Aba Jenkins Documents History At Education Ministry

Aba Jenkins presents citation to Mr Gyasi, Chief Director of the Ministry of Education

One of Ghana’s early social workers, Josephine Aba Jenkins, has compiled the history of the Society for Mentally Retarded Children, which document she presented to the Ministry of Education last Friday in Accra in the company of some family members.

In her remarks during the presentation, she said she deemed it a duty to let Ghanaians know about the society as the surviving founder, having started, as she added, with support from the then Inspector General of Police (IGP), J.W. K. Harley, as patron-in-chief with an initial membership of 320 out of which only three are alive.

The decision to form the society was based on recommendation from the then German Ambassador to Ghana, Helmut Mullet, after she encountered a terrible situation at the Accra Psychiatric Hospital at a time when Professor Chris Adomako was the head, she recalled.

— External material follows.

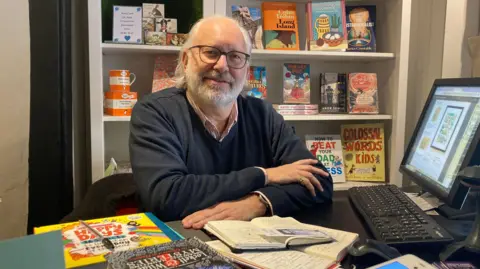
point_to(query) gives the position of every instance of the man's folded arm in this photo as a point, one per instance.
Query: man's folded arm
(164, 184)
(288, 148)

“I visited the mental hospital and found some children roaming about, so I asked the nurses whether the patients were allowed to come in with their children and she said no, and that these were children they picked from the streets, abandoned children!” she said.

The situation, she said, gave her sleepless nights for almost two weeks, hence her decision to seek support to help the children.

On behalf of the minister, Mathew Opoku Prempeh, the Chief Director of Education, Benjamin Gyasi, commended the pioneers of the society for their effort and said that beyond giving better education to such children, the agenda to take care of such children should be in place. 

Madam Jenkins, who hails from Abura Dunkwa in the Central Region, attended Methodist Primary School in Kumasi from 1940 to 1944, and then proceeded to St Monica’s Convent from 1945 to 1949.

She traveled in 1956 to the United Kingdom to pursue her “O” level at North Western Polytechnic in London after which she acquired a Central Training Council Certificate in Residential Care for Children from the same institution in 1960.

She returned to Ghana and was employed at the Department of Social Welfare where she worked from 1962 to 1970.